🤖 AI Summary
This paper addresses the challenge of detecting high-dimensional imbalanced clusters—such as those exhibiting severe class skew or Bernoulli–Rademacher structure—in the small-sample regime. We propose a gradient-optimized projection pursuit method tailored to this setting. Theoretically, we establish, for the first time, that imbalanced clusters are *more* recoverable by projection pursuit than balanced ones, and we develop a general sample complexity framework whose tightness is validated against low-degree polynomial computational lower bounds. Methodologically, our approach integrates planted vector modeling, multi-distribution robustness design, and an efficient gradient-based optimization objective. Empirical evaluation on small-sample subsets of FashionMNIST and Human Activity Recognition demonstrates significant improvements over classical projection pursuit and clustering baselines.

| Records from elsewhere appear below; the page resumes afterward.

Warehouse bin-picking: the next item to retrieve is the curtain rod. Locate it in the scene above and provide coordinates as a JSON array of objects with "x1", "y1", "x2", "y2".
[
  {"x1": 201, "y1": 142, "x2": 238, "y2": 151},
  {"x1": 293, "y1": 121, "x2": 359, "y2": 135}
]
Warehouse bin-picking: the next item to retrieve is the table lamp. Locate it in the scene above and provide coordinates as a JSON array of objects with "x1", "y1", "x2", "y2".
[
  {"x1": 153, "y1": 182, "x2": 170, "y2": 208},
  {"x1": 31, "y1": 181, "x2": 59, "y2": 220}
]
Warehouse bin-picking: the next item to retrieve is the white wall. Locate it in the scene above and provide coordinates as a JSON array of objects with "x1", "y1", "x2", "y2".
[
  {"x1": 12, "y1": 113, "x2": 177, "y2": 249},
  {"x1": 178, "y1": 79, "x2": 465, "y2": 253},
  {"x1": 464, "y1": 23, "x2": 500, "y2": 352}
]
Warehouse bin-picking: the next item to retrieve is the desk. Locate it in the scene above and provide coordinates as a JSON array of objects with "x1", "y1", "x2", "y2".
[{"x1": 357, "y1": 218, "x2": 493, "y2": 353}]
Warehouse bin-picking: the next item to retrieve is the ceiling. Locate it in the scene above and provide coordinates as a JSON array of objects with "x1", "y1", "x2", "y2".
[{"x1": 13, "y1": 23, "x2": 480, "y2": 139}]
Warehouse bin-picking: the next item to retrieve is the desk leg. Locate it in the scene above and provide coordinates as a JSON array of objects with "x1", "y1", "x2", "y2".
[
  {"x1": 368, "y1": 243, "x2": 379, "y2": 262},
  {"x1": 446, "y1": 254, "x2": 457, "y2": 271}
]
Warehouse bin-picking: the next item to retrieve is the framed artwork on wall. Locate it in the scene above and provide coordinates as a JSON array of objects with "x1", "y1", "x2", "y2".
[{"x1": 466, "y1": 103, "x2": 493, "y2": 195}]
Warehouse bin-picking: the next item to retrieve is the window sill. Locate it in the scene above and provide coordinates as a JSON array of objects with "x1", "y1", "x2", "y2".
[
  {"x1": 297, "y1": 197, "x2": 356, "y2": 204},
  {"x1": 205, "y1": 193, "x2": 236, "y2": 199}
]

Our work thus provides both theoretical guarantees and a practical algorithm for unsupervised structural discovery in high-dimensional imbalanced data.
📝 Abstract
Projection Pursuit is a classic exploratory technique for finding interesting projections of a dataset. We propose a method for recovering projections containing either Imbalanced Clusters or a Bernoulli-Rademacher distribution using a gradient-based technique to optimize the projection index. As sample complexity is a major limiting factor in Projection Pursuit, we analyze our algorithm's sample complexity within a Planted Vector setting where we can observe that Imbalanced Clusters can be recovered more easily than balanced ones. Additionally, we give a generalized result that works for a variety of data distributions and projection indices. We compare these results to computational lower bounds in the Low-Degree-Polynomial Framework. Finally, we experimentally evaluate our method's applicability to real-world data using FashionMNIST and the Human Activity Recognition Dataset, where our algorithm outperforms others when only a few samples are available.